ALDO MATTIA(FDI). Grazie, Presidente. Bene, bene e ancora bene. Tre volte bene, signor Ministro. Solo gli stolti dediti alla strumentalizzazione seriale possono negare l'evidenza. L'Istat non è certo un ente di parte, è un'istituzione. Se ha dato - scusate il gioco di parole - quei dati, un motivo c'è.
Sicuramente vi è la capacità degli imprenditori italiani, ma senza le idee, le progettualità, le coperture finanziarie del Governo Meloni e del Ministro Lollobrigida non saremmo andati avanti . Quindici miliardi di euro investiti in agricoltura. Io, che da cinquant'anni lavoro in questo settore, in questi cinquant'anni non ho mai visto un intervento del genere di nessun Governo. Bene. Il primo bene.
Direi anche che i progetti di filiera sono stati determinanti. C'è un'attesa incredibile per l'esaurimento di questi progetti di filiera con fondi che, costantemente, il signor Ministro sta cercando - vedi PNRR - per tentare appunto di saldare tutti gli investimenti di tutte le imprese, e questo è commovente. Pertanto, il secondo bene.

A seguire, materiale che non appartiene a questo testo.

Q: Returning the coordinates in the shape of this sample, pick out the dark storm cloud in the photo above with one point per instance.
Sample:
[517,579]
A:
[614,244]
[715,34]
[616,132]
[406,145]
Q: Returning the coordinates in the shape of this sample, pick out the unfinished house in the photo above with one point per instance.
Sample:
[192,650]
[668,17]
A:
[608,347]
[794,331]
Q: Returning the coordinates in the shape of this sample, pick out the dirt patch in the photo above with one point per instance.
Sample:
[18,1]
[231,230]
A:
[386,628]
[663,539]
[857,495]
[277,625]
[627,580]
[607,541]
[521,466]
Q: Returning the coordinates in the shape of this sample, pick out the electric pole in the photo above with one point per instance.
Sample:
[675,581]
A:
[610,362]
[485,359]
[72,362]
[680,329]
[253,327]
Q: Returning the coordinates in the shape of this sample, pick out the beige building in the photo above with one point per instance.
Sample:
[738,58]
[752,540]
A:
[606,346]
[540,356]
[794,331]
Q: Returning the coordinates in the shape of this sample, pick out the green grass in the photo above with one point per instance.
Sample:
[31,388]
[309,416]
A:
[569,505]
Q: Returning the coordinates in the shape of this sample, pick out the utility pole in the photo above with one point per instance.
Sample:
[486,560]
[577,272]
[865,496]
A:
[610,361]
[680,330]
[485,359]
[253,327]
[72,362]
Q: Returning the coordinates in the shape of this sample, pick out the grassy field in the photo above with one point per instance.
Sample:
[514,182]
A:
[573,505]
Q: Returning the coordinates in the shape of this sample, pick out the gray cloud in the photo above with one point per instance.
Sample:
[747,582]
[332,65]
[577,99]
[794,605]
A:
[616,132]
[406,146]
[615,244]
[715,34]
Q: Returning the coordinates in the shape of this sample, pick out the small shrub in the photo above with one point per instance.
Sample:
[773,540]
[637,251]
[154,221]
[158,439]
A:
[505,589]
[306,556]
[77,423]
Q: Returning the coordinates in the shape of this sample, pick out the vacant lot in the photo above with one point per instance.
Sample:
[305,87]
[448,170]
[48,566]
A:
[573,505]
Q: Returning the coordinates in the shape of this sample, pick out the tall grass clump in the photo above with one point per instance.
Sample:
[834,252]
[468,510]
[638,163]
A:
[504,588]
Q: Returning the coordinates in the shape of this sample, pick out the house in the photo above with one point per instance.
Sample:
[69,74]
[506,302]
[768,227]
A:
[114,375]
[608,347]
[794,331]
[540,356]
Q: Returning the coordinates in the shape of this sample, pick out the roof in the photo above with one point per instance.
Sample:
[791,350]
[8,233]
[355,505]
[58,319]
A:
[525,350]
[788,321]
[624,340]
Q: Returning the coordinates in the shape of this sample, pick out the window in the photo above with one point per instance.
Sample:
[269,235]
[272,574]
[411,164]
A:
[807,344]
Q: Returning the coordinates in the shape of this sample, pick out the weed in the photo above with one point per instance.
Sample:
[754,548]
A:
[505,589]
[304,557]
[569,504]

Senza parlare, appunto, del fatto che il Parco Agrisolare considera oggi l'agricoltura nel ruolo di protagonista per il raggiungimento dell'obiettivo della parità ambientale del 2050, e intesa non più come un'attività produttiva inquinatrice. E questo è un altro elemento importante per lo sviluppo della nostra agricoltura.
Per non parlare della sovranità alimentare. La sovranità alimentare, che è stata tanto derisa quando è stata declinata all'interno dell'acronimo MASAF, oggi dà delle risposte certe e concrete. E, allora, benissimo !

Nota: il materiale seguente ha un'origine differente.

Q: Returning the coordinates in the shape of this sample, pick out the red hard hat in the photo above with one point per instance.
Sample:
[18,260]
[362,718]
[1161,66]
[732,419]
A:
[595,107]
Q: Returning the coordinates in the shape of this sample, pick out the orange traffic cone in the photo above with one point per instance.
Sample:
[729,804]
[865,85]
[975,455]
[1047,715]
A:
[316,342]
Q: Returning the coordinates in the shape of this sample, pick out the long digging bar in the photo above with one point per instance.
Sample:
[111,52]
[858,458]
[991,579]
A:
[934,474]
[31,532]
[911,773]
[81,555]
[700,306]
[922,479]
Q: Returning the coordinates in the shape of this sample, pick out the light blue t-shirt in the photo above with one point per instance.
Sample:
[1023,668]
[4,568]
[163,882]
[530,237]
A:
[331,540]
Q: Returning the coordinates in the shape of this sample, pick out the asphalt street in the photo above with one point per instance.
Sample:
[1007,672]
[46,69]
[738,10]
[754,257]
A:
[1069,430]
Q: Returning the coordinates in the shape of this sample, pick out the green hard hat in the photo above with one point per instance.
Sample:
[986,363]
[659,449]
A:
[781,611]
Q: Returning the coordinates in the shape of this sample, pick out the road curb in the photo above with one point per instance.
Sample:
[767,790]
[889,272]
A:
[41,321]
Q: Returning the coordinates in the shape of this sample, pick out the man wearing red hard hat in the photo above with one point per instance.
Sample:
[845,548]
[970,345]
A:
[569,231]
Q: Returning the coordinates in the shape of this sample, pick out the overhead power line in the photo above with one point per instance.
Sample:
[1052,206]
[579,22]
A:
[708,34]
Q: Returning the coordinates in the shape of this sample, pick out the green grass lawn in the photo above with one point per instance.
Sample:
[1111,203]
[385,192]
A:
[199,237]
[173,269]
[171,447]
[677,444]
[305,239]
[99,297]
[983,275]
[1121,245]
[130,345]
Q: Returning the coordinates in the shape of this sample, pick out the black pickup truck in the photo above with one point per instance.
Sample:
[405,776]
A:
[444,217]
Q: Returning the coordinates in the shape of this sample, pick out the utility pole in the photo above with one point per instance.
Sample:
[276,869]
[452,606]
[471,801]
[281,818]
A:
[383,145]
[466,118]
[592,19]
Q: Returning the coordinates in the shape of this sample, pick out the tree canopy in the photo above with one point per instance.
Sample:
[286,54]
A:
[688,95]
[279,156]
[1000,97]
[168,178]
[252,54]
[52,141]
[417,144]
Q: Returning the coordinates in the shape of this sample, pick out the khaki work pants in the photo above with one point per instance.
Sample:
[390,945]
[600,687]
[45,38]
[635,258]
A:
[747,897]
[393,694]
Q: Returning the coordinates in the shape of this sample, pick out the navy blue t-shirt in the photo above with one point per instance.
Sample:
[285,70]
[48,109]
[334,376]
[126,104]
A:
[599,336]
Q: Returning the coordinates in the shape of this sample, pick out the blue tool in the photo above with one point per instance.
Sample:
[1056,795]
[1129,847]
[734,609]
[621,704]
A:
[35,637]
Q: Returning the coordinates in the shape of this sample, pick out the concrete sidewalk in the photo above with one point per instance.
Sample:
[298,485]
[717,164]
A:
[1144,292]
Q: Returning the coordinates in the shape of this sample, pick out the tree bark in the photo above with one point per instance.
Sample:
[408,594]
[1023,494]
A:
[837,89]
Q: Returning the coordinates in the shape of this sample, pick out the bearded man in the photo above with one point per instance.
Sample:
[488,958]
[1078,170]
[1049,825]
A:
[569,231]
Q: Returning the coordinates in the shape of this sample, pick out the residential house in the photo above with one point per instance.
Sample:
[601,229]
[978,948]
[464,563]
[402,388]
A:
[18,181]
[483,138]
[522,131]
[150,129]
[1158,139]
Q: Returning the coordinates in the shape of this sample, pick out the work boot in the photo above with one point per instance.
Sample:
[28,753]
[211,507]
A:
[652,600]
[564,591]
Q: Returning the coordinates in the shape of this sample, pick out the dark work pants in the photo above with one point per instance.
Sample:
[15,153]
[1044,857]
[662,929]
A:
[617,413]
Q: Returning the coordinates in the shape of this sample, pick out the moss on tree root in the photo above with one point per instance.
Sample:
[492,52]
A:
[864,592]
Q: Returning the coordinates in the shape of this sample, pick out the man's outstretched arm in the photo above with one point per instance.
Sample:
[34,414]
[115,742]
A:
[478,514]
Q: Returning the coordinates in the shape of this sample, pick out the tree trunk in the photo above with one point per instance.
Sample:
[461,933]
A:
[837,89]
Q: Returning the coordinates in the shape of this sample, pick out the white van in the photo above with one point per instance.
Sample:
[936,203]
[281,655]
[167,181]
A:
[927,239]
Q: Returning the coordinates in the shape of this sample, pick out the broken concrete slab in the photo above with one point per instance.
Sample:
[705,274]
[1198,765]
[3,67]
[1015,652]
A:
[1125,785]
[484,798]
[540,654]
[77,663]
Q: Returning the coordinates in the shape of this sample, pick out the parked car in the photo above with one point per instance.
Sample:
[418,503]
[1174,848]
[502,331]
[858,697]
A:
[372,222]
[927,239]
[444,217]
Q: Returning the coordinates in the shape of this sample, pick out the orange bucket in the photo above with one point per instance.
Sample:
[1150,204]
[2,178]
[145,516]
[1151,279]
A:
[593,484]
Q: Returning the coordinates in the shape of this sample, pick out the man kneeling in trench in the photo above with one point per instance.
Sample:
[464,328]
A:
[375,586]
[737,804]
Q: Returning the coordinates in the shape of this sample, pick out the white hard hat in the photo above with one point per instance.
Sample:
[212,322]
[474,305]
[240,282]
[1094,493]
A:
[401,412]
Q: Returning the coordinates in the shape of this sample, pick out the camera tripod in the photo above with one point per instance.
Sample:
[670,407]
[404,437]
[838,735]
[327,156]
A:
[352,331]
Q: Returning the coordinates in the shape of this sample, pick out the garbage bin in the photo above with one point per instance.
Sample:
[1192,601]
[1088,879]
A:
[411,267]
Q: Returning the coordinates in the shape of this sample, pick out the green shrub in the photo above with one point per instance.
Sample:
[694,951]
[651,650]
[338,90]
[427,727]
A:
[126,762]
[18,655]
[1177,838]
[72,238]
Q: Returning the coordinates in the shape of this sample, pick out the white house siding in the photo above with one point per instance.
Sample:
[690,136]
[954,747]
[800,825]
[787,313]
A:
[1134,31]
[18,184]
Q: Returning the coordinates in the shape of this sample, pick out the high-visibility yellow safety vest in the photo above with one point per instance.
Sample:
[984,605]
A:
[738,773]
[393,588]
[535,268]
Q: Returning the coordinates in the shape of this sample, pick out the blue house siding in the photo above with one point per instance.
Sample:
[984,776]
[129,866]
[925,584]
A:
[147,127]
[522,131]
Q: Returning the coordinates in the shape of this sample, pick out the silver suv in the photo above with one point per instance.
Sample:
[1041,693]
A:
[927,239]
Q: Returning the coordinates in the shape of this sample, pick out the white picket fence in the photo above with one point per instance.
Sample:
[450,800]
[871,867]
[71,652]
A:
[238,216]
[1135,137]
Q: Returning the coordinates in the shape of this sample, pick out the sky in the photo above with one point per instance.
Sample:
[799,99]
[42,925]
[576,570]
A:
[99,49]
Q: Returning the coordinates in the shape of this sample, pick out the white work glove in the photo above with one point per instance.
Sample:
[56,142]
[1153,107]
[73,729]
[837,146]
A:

PRESIDENTE. L'onorevole Benzoni ha facoltà di illustrare l'interrogazione Bonetti ed altri n. 3-02248 di cui è cofirmatario.
FABRIZIO BENZONI(AZ-PER-RE). Grazie, Presidente. Ministro, la Sicilia non può essere figlia di un dio minore. Oggi è la dimostrazione paradigmatica di come la cosiddetta autonomia sia stata l'alibi, semplicemente, di fenomeni intollerabili di sperpero finanziario. La Sicilia è oggi ultima tra le regioni italiane per qualità della rete ferroviaria, della rete idrica, della rete fognaria; l'ultima per passeggeri trasportati dalla rete di trasporto pubblico; è penultima per tasso di disoccupazione, per efficienza del sistema sanitario e per il reddito medio; è prima, invece, per l'uso di discariche e per numero di NEET.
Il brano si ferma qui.